Moon Sungrim, McInnes Bridget, Melton Genevieve B
School of Biomedical Informatics, The University of Texas Health Science Center at Houston, Houston, TX, USA.
Department of Computer Science, Virginia Commonwealth University, Richmond, VA, USA.
Healthc Inform Res. 2015 Jan;21(1):35-42. doi: 10.4258/hir.2015.21.1.35. Epub 2015 Jan 31.
Although acronyms and abbreviations in clinical text are used widely on a daily basis, relatively little research has focused upon word sense disambiguation (WSD) of acronyms and abbreviations in the healthcare domain. Since clinical notes have distinctive characteristics, it is unclear whether techniques effective for acronym and abbreviation WSD from biomedical literature are sufficient.
The authors discuss feature selection for automated techniques and challenges with WSD of acronyms and abbreviations in the clinical domain.
There are significant challenges associated with the informal nature of clinical text, such as typographical errors and incomplete sentences; difficulty with insufficient clinical resources, such as clinical sense inventories; and obstacles with privacy and security for conducting research with clinical text. Although we anticipated that using sophisticated techniques, such as biomedical terminologies, semantic types, part-of-speech, and language modeling, would be needed for feature selection with automated machine learning approaches, we found instead that simple techniques, such as bag-of-words, were quite effective in many cases. Factors, such as majority sense prevalence and the degree of separateness between sense meanings, were also important considerations.
The first lesson is that a comprehensive understanding of the unique characteristics of clinical text is important for automatic acronym and abbreviation WSD. The second lesson learned is that investigators may find that using simple approaches is an effective starting point for these tasks. Finally, similar to other WSD tasks, an understanding of baseline majority sense rates and separateness between senses is important.
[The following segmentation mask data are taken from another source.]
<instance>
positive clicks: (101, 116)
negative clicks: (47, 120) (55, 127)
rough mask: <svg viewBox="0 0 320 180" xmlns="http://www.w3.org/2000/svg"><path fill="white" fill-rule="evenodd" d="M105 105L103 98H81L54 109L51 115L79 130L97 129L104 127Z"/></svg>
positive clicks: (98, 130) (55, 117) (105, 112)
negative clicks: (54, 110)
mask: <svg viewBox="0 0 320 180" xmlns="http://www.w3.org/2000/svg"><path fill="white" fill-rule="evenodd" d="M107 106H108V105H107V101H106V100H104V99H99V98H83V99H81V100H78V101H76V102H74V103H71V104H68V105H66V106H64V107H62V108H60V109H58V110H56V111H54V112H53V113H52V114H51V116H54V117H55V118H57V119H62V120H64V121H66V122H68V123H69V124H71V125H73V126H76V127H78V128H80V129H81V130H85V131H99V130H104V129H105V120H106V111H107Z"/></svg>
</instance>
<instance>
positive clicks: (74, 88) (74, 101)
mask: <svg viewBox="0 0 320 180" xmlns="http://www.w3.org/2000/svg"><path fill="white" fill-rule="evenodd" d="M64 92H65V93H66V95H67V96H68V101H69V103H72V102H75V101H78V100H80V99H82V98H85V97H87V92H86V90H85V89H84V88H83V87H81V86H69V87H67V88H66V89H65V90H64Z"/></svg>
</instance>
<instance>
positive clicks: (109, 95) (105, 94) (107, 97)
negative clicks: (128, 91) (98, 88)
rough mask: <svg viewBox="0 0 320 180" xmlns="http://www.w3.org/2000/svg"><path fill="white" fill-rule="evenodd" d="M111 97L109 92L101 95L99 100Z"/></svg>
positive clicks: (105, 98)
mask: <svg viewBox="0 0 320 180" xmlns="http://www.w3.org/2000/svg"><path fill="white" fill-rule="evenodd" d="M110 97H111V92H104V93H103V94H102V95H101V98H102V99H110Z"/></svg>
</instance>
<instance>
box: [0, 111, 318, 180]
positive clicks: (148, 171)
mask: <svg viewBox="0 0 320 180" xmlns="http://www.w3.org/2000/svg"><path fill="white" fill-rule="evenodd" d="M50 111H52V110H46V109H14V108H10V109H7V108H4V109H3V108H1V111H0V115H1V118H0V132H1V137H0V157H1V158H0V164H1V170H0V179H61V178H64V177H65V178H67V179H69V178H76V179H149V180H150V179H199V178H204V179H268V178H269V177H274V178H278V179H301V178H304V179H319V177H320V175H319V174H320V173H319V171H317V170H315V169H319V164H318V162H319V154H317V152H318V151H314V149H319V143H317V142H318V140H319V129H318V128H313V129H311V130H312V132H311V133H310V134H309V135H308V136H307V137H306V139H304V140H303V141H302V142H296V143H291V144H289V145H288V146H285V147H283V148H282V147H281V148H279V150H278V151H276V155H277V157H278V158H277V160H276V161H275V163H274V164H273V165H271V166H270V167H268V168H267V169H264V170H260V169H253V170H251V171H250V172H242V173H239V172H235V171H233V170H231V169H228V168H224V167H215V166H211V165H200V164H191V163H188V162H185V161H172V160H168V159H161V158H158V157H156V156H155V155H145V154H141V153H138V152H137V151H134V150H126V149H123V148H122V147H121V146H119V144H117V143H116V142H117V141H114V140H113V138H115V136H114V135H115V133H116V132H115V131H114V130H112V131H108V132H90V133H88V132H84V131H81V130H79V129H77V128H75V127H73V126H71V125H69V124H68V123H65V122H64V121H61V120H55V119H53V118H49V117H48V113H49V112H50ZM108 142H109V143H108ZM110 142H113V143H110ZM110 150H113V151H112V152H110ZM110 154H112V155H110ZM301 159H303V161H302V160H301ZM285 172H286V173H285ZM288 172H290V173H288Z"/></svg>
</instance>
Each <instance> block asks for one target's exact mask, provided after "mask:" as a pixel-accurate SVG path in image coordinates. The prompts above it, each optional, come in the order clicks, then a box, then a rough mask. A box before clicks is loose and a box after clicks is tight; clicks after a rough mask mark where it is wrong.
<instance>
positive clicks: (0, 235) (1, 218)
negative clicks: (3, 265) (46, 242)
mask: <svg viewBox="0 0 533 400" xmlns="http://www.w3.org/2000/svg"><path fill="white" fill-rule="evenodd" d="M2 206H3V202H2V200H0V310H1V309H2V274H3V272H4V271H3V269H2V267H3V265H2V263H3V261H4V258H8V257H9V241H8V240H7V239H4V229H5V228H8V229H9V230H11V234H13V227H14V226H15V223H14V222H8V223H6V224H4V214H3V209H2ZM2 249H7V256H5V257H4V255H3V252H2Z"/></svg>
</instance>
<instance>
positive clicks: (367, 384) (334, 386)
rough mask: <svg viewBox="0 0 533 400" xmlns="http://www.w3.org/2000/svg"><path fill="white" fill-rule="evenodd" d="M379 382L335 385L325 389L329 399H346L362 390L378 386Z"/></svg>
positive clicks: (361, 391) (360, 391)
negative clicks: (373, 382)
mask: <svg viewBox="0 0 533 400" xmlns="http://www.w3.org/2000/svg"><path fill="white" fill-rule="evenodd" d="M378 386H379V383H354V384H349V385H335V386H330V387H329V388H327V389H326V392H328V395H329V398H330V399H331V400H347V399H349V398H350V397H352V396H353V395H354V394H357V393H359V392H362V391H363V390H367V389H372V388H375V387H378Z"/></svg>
Further studies and practical solutions are needed to better address these issues.
尽管临床文本中的首字母缩略词和缩写在日常中广泛使用,但相对较少的研究聚焦于医疗领域中首字母缩略词和缩写的词义消歧(WSD)。由于临床记录具有独特的特征,尚不清楚来自生物医学文献的对首字母缩略词和缩写进行词义消歧的有效技术是否足够。
作者讨论了自动化技术的特征选择以及临床领域中首字母缩略词和缩写的词义消歧所面临的挑战。
临床文本的非正式性质带来了重大挑战,如排版错误和句子不完整;临床资源不足带来困难,如临床意义清单;以及使用临床文本进行研究时的隐私和安全障碍。尽管我们预计使用复杂技术,如生物医学术语、语义类型、词性和语言建模,对于自动化机器学习方法的特征选择是必要的,但我们反而发现简单技术,如词袋模型,在许多情况下相当有效。诸如多数意义流行率和意义之间的分离程度等因素也是重要的考虑因素。
第一个教训是,全面理解临床文本的独特特征对于自动进行首字母缩略词和缩写的词义消歧很重要。第二个教训是,研究人员可能会发现使用简单方法是这些任务的有效起点。最后,与其他词义消歧任务类似,了解基线多数意义率和意义之间的分离程度很重要。需要进一步的研究和实际解决方案来更好地解决这些问题。